The act of 1762, New Rev., ch. 69, sec. 5, declares that if any court shall commit an orphan's estate to the charge of any person without taking sufficient security, the justices appointing such guardian shall be liable for loss and damages, etc., to be recovered by action at the common law. The act does not point out any mode by which the fact shall be established. I believe it is not usual with clerks, when entering such orders of appointment, to recite the names of the justices by whom they are ordered to be made, as is directed to be done by the act of 1790, ch. 327, when sheriffs and other officers are elected. It would certainly be the most eligible way of ascertaining the fact. But when that is omitted to be done, the parties are at liberty to prove the same fact by parol evidence, because, I think, such proof by no means contradicts the record.

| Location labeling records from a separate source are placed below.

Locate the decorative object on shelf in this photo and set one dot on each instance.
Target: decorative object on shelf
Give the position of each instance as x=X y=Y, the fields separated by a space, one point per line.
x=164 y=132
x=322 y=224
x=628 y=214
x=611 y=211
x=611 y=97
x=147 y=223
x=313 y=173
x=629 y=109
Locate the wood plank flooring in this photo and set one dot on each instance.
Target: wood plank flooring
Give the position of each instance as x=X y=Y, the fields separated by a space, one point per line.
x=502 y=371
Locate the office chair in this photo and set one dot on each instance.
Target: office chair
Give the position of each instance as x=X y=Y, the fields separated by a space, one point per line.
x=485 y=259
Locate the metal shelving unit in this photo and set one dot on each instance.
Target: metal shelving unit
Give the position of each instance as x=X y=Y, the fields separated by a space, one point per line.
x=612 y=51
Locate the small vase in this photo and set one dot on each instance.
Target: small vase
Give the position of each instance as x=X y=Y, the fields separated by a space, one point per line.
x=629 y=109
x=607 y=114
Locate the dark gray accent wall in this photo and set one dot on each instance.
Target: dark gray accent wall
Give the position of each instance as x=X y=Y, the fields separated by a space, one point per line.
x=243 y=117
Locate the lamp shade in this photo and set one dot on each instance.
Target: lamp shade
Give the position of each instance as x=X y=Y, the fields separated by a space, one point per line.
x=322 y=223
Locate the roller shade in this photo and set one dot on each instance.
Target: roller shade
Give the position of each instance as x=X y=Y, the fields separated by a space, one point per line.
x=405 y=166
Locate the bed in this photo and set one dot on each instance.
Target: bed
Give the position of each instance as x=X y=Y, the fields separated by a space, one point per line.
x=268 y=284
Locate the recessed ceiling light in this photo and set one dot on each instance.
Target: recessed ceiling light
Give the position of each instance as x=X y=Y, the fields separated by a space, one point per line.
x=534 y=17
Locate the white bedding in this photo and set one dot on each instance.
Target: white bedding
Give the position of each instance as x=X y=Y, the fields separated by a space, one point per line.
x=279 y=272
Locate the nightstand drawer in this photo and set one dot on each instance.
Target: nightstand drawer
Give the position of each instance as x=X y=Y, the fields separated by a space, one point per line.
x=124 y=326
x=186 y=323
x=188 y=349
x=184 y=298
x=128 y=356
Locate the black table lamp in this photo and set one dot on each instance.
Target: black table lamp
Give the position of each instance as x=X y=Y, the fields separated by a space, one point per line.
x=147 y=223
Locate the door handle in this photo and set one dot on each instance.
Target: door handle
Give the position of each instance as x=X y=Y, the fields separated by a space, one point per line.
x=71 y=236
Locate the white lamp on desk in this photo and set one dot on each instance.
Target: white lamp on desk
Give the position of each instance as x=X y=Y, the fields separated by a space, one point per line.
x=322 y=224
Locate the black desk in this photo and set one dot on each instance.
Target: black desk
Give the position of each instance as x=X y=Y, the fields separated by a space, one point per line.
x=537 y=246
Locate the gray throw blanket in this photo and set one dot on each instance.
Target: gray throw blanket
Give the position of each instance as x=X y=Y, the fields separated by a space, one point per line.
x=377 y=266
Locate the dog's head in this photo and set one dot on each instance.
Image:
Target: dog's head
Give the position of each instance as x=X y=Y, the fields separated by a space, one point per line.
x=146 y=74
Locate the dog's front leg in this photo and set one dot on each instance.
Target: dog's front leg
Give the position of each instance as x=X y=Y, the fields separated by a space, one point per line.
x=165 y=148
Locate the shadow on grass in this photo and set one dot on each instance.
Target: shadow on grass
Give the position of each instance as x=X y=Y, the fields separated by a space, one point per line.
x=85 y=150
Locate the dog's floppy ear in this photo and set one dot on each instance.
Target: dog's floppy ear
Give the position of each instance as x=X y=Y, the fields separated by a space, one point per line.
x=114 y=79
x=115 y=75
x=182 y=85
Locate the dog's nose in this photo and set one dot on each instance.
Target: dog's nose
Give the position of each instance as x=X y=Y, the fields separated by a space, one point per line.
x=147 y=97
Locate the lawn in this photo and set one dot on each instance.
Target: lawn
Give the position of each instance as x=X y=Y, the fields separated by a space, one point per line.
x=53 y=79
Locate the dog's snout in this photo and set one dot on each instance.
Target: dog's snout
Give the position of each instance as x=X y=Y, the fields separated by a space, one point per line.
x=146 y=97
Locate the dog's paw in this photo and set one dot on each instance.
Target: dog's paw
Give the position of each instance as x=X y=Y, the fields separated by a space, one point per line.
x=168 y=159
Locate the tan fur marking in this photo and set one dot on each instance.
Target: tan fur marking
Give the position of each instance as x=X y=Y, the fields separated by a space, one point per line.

I have no doubt but it was proper to read the record on the trial, the introduction of which as evidence is complained of. It proves that a court was open and held, etc., but what further effect it ought to have, or what further fact it should be taken to establish, is a question of great importance.
The law establishing county courts declares that the same may be held by three justices. In most of the counties there are from twenty to fifty justices, and it is as much the duty of one as another, but not more so, to hold the courts; hence it is not to be expected that the courts will be held by any particular justices. Sometimes one portion of them are on the bench at one time, and others at another, and this on the same day, and no doubt it was for this reason that the Legislature directed the clerks to record the names of the justices on the bench when particular officers were elected, as before noticed. This being the practice of the (306) justices in holding the county courts, I think the record in question should not be taken as evidence of the fact that the defendants were the justices who appointed Gordon guardian, etc. The fact may have been so, but it may have been otherwise; and in fixing a charge upon individuals so penal as this, more certainty ought to be required, when the case will admit of it; otherwise, innocent persons may suffer.
It is a hardship on infants that their interests should be neglected and their property lost by acts of omission by justices; and it is for that reason that the Legislature have made them personally responsible; and, no *Page 139 doubt, the will of the Legislature will be obeyed when evidence is sufficient to point out the proper persons and is made to bear upon them. As I think that has not been done in the present case, independent of the record, and as I think the record is not sufficient for that purpose, I am of opinion that the rule for a new trial should be made absolute.